One thing to remember:  she says “your lymphatic system has no heart to pump it, and flows largely upwards and against gravity. To do this it depends on muscular contractions” and therefore it is essential to be as active as possible, “to help your body pick up and dispose of the rubbish”. 

Then, to help you get in the swing, she has a series of pin figures illustrating simple exercise to get things started.

1.  Rock the boat

Lie flat – gently rock the pelvic bone forwards and backwards by tilting your coccyx slightly.

2.  Frog’s legs

Lie flat on your back.  Keeping the soles of your feet together bend the knees outwards (making a triangle) and slowly pump your legs up and down.

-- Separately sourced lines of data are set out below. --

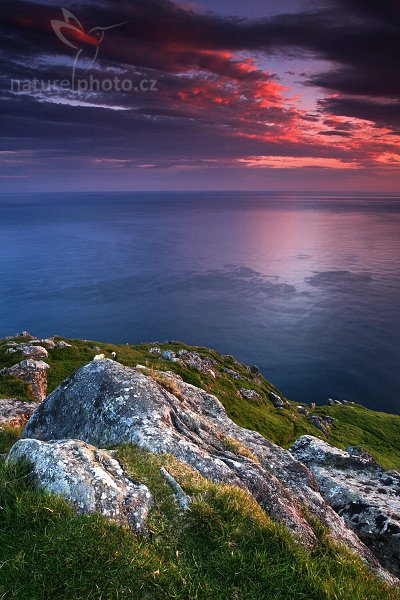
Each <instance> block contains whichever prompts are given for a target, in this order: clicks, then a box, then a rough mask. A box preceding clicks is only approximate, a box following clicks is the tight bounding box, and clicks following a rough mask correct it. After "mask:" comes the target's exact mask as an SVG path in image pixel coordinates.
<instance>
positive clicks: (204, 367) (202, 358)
mask: <svg viewBox="0 0 400 600" xmlns="http://www.w3.org/2000/svg"><path fill="white" fill-rule="evenodd" d="M158 350H159V348H157V347H155V348H150V350H149V352H150V353H151V354H158ZM160 352H161V351H160ZM160 358H163V359H164V360H169V361H171V362H174V363H178V364H181V365H183V366H185V367H188V368H189V369H194V370H195V371H199V373H204V374H205V375H209V376H210V377H213V378H215V377H216V376H217V371H216V364H215V362H214V361H213V360H212V358H209V357H205V358H204V357H202V356H201V355H200V354H199V353H198V352H190V351H189V350H179V351H178V352H172V350H165V351H164V352H161V356H160Z"/></svg>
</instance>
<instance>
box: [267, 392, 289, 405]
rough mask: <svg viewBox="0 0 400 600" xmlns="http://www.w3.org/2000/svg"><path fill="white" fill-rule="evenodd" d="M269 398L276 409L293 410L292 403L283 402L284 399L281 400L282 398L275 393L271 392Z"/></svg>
mask: <svg viewBox="0 0 400 600" xmlns="http://www.w3.org/2000/svg"><path fill="white" fill-rule="evenodd" d="M268 397H269V399H270V400H271V402H272V404H273V405H274V406H275V408H292V406H291V404H290V402H288V401H287V400H283V398H281V397H280V396H278V394H275V393H274V392H269V394H268Z"/></svg>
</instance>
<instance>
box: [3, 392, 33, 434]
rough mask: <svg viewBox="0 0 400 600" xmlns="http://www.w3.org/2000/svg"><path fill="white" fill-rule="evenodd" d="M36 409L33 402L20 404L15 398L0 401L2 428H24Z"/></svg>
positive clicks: (23, 402) (25, 402) (21, 403)
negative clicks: (35, 409)
mask: <svg viewBox="0 0 400 600" xmlns="http://www.w3.org/2000/svg"><path fill="white" fill-rule="evenodd" d="M36 408H37V404H35V403H33V402H20V401H19V400H15V398H11V399H2V400H0V427H2V426H3V425H8V426H9V427H23V426H24V425H26V423H27V421H28V419H29V418H30V417H31V415H32V413H33V412H34V410H35V409H36Z"/></svg>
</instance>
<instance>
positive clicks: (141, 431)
mask: <svg viewBox="0 0 400 600" xmlns="http://www.w3.org/2000/svg"><path fill="white" fill-rule="evenodd" d="M154 377H155V378H156V379H157V381H156V380H155V379H154ZM23 437H24V438H36V439H39V440H53V439H64V438H73V439H80V440H84V441H86V442H88V443H90V444H93V445H95V446H98V447H110V446H113V445H116V444H121V443H133V444H136V445H138V446H140V447H141V448H144V449H147V450H149V451H151V452H156V453H169V454H172V455H173V456H175V457H176V458H177V459H178V460H180V461H182V462H183V463H185V464H187V465H189V466H190V467H192V468H193V469H195V470H197V471H198V472H199V473H201V475H203V476H204V477H206V478H207V479H209V480H211V481H214V482H225V483H228V484H232V485H236V486H238V487H240V488H243V489H245V490H247V491H248V492H249V493H250V494H251V495H252V496H253V497H254V498H255V499H256V500H257V501H258V502H259V504H260V505H261V506H262V507H263V508H264V509H265V510H266V511H267V512H268V513H269V514H270V515H271V516H272V517H273V518H274V519H275V520H277V521H278V522H281V523H283V524H284V525H286V526H287V527H288V528H289V529H290V530H291V531H292V532H293V533H294V534H295V535H296V536H297V537H298V539H299V540H301V542H302V543H303V544H304V545H306V546H308V547H312V546H313V545H315V543H316V537H315V534H314V532H313V530H312V528H311V527H310V525H309V524H308V522H307V520H306V518H305V516H304V514H305V509H306V511H307V512H308V513H309V514H312V515H314V516H315V517H317V518H319V519H320V520H321V521H322V522H323V523H324V524H325V525H326V527H327V528H328V530H329V532H330V533H331V535H332V538H333V539H335V540H336V541H337V542H340V543H343V544H345V545H346V546H348V547H349V548H351V549H352V550H354V551H356V552H357V553H358V554H359V555H360V556H361V557H362V558H363V559H364V560H365V561H366V562H368V563H369V564H370V565H371V566H372V567H373V568H374V569H375V570H377V571H379V572H380V573H381V574H382V575H385V574H384V573H383V571H382V570H381V568H380V565H379V563H378V561H377V560H376V559H375V558H374V557H373V556H372V554H371V553H370V551H369V550H368V549H367V548H366V547H365V546H364V545H363V544H362V543H361V542H360V540H359V539H358V538H357V536H356V535H354V533H353V532H352V531H350V530H349V529H348V528H347V527H346V526H345V524H344V522H343V521H342V519H340V517H339V516H338V515H337V514H336V513H335V512H334V511H333V510H332V509H331V508H330V507H329V506H328V505H327V504H326V502H325V501H324V500H323V498H322V497H321V495H320V494H319V492H318V490H317V488H316V484H315V481H314V479H313V477H312V476H311V474H310V472H309V471H308V469H307V468H306V467H305V466H304V465H302V464H301V463H299V462H298V461H296V460H295V459H294V458H293V457H292V455H291V454H290V453H289V452H287V451H286V450H283V449H282V448H279V447H278V446H276V445H275V444H273V443H271V442H269V441H267V440H266V439H265V438H263V437H262V436H261V435H259V434H258V433H255V432H253V431H250V430H247V429H243V428H241V427H239V426H237V425H236V424H235V423H233V422H232V421H231V420H230V419H229V418H228V416H227V415H226V412H225V410H224V408H223V406H222V404H221V403H220V402H219V400H218V399H217V398H216V397H215V396H212V395H210V394H208V393H207V392H205V391H204V390H202V389H199V388H197V387H194V386H192V385H189V384H187V383H184V382H183V381H182V380H181V379H180V378H179V377H178V376H176V375H173V374H171V373H169V374H161V373H156V374H153V377H151V376H150V374H148V375H146V374H144V373H142V372H137V371H135V370H133V369H131V368H128V367H124V366H122V365H120V364H118V363H116V362H113V361H111V360H97V361H93V362H92V363H90V364H88V365H86V366H84V367H82V368H81V369H79V370H78V371H76V372H75V373H73V374H72V375H71V376H70V377H69V378H68V379H66V380H65V381H64V382H63V383H62V384H61V385H60V386H59V387H58V388H57V389H56V390H55V391H54V392H53V393H52V394H50V395H49V396H48V397H47V398H46V400H45V401H44V402H43V403H42V404H41V405H40V406H39V407H38V408H37V410H36V411H35V413H34V414H33V416H32V417H31V419H30V421H29V422H28V424H27V426H26V428H25V430H24V431H23ZM387 577H388V578H389V579H390V577H389V575H387Z"/></svg>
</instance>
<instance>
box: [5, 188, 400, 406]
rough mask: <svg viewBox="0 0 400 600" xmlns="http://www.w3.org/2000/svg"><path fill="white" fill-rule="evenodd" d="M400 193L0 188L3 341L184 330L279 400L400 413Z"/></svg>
mask: <svg viewBox="0 0 400 600" xmlns="http://www.w3.org/2000/svg"><path fill="white" fill-rule="evenodd" d="M399 259H400V200H399V198H396V197H393V196H377V195H372V194H371V195H365V194H364V195H361V194H359V195H346V194H337V195H332V194H328V195H316V194H293V193H289V194H282V193H279V194H273V193H243V192H241V193H232V192H229V193H210V192H207V193H180V192H179V193H171V192H168V193H107V194H106V193H104V194H62V193H57V194H32V195H14V196H10V195H4V194H3V195H0V336H5V335H8V334H14V333H16V332H17V331H18V330H21V329H28V330H30V331H31V332H32V333H34V334H35V335H37V336H48V335H54V334H60V335H64V336H66V337H78V338H87V339H94V340H101V341H110V342H115V343H127V342H129V343H139V342H142V341H156V340H159V341H163V340H167V339H179V340H181V341H184V342H187V343H189V344H196V345H204V346H210V347H213V348H215V349H216V350H219V351H220V352H222V353H226V354H234V355H235V356H236V357H237V358H238V359H240V360H242V361H244V362H246V363H249V364H257V365H258V366H259V367H260V368H261V370H262V372H263V374H264V375H265V376H266V377H267V378H268V379H269V380H270V381H271V382H272V383H273V384H274V385H276V386H277V387H278V388H279V389H280V390H281V391H282V392H283V393H284V394H285V395H286V396H287V397H288V398H290V399H291V400H294V401H297V402H317V403H323V402H326V401H327V399H328V398H336V399H339V400H341V399H346V400H349V401H354V402H359V403H361V404H364V405H365V406H368V407H370V408H374V409H377V410H383V411H387V412H396V413H400V394H399V389H400V369H399V364H400V344H399V339H400V301H399V299H400V274H399Z"/></svg>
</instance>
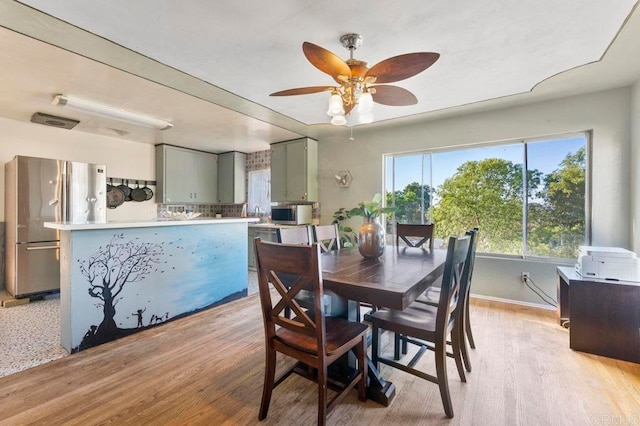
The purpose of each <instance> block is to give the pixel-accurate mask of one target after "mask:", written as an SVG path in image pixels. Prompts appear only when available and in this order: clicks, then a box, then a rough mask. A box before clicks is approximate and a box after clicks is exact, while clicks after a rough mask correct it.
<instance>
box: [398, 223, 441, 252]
mask: <svg viewBox="0 0 640 426" xmlns="http://www.w3.org/2000/svg"><path fill="white" fill-rule="evenodd" d="M433 231H434V225H433V223H430V224H425V225H422V224H413V223H396V246H400V240H402V241H404V243H405V244H406V245H407V247H422V246H423V245H424V244H426V242H427V241H429V248H430V249H433Z"/></svg>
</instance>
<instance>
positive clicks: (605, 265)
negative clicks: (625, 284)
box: [576, 246, 640, 282]
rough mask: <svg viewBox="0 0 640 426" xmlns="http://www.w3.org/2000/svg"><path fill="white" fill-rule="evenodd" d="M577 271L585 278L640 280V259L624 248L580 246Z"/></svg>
mask: <svg viewBox="0 0 640 426" xmlns="http://www.w3.org/2000/svg"><path fill="white" fill-rule="evenodd" d="M576 272H577V273H578V274H580V275H581V276H582V277H583V278H598V279H602V280H614V281H636V282H640V259H638V258H637V256H636V254H635V253H634V252H632V251H630V250H625V249H623V248H618V247H596V246H580V247H579V250H578V263H576Z"/></svg>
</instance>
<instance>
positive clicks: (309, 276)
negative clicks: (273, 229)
mask: <svg viewBox="0 0 640 426" xmlns="http://www.w3.org/2000/svg"><path fill="white" fill-rule="evenodd" d="M255 249H256V265H257V269H258V288H259V291H260V302H261V305H262V317H263V320H264V330H265V343H266V362H265V376H264V388H263V391H262V401H261V403H260V413H259V415H258V419H260V420H264V419H265V418H266V417H267V412H268V410H269V403H270V401H271V393H272V391H273V389H274V388H275V387H276V386H278V385H279V384H280V383H282V382H283V381H284V380H285V379H286V378H287V377H288V376H289V375H291V373H294V372H295V373H297V374H300V375H302V376H304V377H307V378H310V379H312V380H314V381H316V382H317V383H318V424H319V425H324V424H325V423H326V417H327V414H328V413H329V412H330V411H331V409H332V408H333V407H334V404H335V403H336V402H338V401H339V400H341V399H342V398H343V397H344V396H345V395H346V393H347V392H348V391H349V390H351V389H352V388H353V387H354V386H355V385H356V384H357V385H358V396H359V398H360V400H361V401H365V400H366V378H367V361H366V346H365V344H366V343H365V341H366V334H367V326H366V325H364V324H360V323H356V322H350V321H347V320H346V319H343V318H334V317H325V315H324V306H323V304H322V303H320V302H319V301H321V300H322V299H323V297H322V296H323V285H322V272H321V267H320V247H319V245H318V244H313V245H309V246H305V245H288V244H277V243H268V242H261V241H260V239H259V238H256V240H255ZM282 274H287V275H289V276H292V275H294V276H296V277H298V278H297V281H296V282H295V283H294V284H293V285H292V286H291V288H287V286H285V285H284V284H283V283H282V281H281V279H280V276H281V275H282ZM269 283H272V285H273V287H274V288H275V290H276V291H277V293H278V294H279V296H280V298H279V299H275V300H274V299H273V298H272V294H271V289H270V285H269ZM305 286H309V287H310V288H312V290H313V294H314V300H315V306H314V310H313V313H312V314H311V313H310V311H305V310H304V309H303V308H302V307H301V306H300V305H299V304H298V302H297V301H296V300H295V296H296V295H297V293H298V292H299V291H300V290H301V289H302V288H303V287H305ZM285 307H289V308H290V309H291V310H292V312H293V314H294V315H295V317H294V318H292V319H289V318H286V317H284V316H283V315H282V313H283V311H284V309H285ZM349 350H354V351H355V353H356V356H357V359H358V372H357V374H356V375H355V377H353V379H352V380H351V382H349V383H348V384H346V385H345V386H342V387H339V388H338V387H337V386H336V384H335V383H333V381H332V382H331V383H329V382H328V381H327V367H328V366H329V364H331V363H332V362H334V361H335V360H336V359H338V358H339V357H341V356H342V355H344V354H345V353H346V352H347V351H349ZM276 352H280V353H283V354H285V355H288V356H290V357H292V358H295V359H297V360H298V361H300V362H301V363H303V364H305V365H306V366H308V368H307V369H304V368H299V366H294V367H292V368H290V369H288V370H287V371H285V372H284V373H283V374H281V375H280V377H278V379H276V378H275V372H276ZM313 369H315V371H317V375H311V374H310V371H313ZM328 386H330V387H332V388H334V387H336V389H335V390H336V391H338V394H337V395H335V396H334V397H333V398H332V399H331V400H330V401H328V400H327V387H328Z"/></svg>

A variation is to keep knees together and allow bent legs to fall from side to side.

3.  Backstroke

Lie down with knees bent upwards and feet flat on floor.  Then do a ‘backstroke’ bringing alternate arms up straight over your head and as far back as possible withouth hurting.

4.  Cat stretch

On floor on hands and knees.  Arch your back upwards, then go down into the reverse and form a U shape. 

5. Spider up the wall

Face the wall, place one hand on wall and, using your fingers, climb up the wall – like ‘incy-wincy spider’ we did as children.


With today’s fast track production line cancer treatment, doctors hardly ever touch patients.  Now, I don’t want to go back to the old childhood days, when a visit to the doctor meant you were highly embarrassed whilst they told you to undress – but sometimes a healing touch can work wonders – and this is where massage comes in. 

There are so many different kinds, and in her book Adrianna not only gives the full background to what these do, but also explains what different base oils can help with, when used in conjunction with massage. 

And I know several friends, whom I won’t embarrass by naming, who will be interested that she says “if you are going to have any alcohol, red wine has redeeming qualities through its antioxidant properties.  Remember we are talking about a small glass twice a week….”

This is typical of the gentle, thoughtful and sensible approach of this book;  I keep on returning to it to dip in to find something I wanted to check.